As the Supreme Court mulls whether to strike down Obamacare insurance subsidies in 34 states, no state has more at stake than Florida.
In total, about 1.3 million people Florida residents—or about 7 percent of the state's total population—are getting Affordable Care Act subsidies to buy health insurance through the federal exchange, according to estimates compiled by the pro-ACA group Families USA. The group derived its estimates from Department of Health and Human Services data from early spring, pulling state- and zip-code-level numbers on consumers receiving premium tax credits and allotting the proper zip codes to their apportioned congressional districts.

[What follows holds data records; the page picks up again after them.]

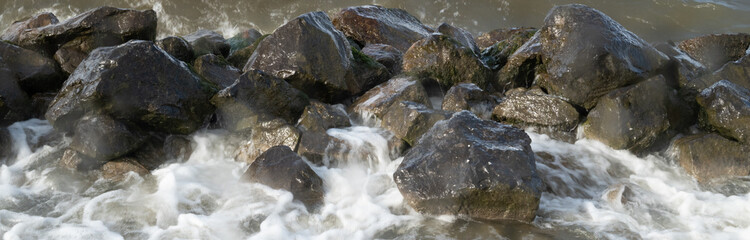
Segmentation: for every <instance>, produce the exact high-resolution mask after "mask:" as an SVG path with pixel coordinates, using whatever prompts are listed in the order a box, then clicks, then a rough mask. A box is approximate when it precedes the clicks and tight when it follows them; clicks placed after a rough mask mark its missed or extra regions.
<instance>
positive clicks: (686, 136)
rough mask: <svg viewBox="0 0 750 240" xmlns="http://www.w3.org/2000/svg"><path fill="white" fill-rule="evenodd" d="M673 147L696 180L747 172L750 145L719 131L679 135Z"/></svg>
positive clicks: (739, 174)
mask: <svg viewBox="0 0 750 240" xmlns="http://www.w3.org/2000/svg"><path fill="white" fill-rule="evenodd" d="M673 149H674V153H675V158H676V161H677V162H678V163H679V164H680V165H681V166H682V168H684V169H685V171H687V173H688V174H690V175H692V176H693V177H695V179H696V180H698V182H701V183H705V182H708V181H709V180H711V179H715V178H722V177H732V176H740V177H744V176H748V175H750V161H748V157H747V153H748V151H750V147H748V145H742V144H740V143H738V142H735V141H732V140H729V139H726V138H723V137H721V136H719V135H718V134H714V133H702V134H696V135H691V136H686V137H682V138H680V139H677V140H675V142H674V143H673Z"/></svg>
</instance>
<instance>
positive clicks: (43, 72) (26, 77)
mask: <svg viewBox="0 0 750 240" xmlns="http://www.w3.org/2000/svg"><path fill="white" fill-rule="evenodd" d="M0 57H2V58H3V59H5V64H6V66H7V67H8V68H9V69H10V70H11V71H13V72H14V74H15V75H16V77H17V78H18V84H19V85H20V86H21V88H22V89H23V90H24V91H26V92H27V93H28V94H34V93H39V92H44V91H57V90H58V89H60V86H61V85H62V83H63V82H64V81H65V77H64V76H63V74H62V72H61V71H60V69H59V68H58V67H57V64H56V63H55V61H54V60H52V59H50V58H47V57H45V56H43V55H41V54H39V53H36V52H34V51H31V50H27V49H23V48H21V47H18V46H15V45H13V44H10V43H6V42H2V41H0Z"/></svg>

While the effects of a subsidy shut-off will be felt most acutely by the people attempting to pay for health insurance, the effects will spill over into the political sphere. And there again, the largest shockwaves will likely be felt in Florida. On the statewide level, it will be a major point of contention as presidential candidates grapple in a state that typically goes a long way toward picking the next president.
And on the congressional level, members will have to face down large number of constituents asking how they have been put in a position in which they're legally required to buy health insurance that the federal government itself has determined they can't afford without subsidies they'll no longer get. That will be a particularly poignant complaint in South Florida, home to all of the nation's top nine congressional districts in terms of subsidy recipients on the federal exchange.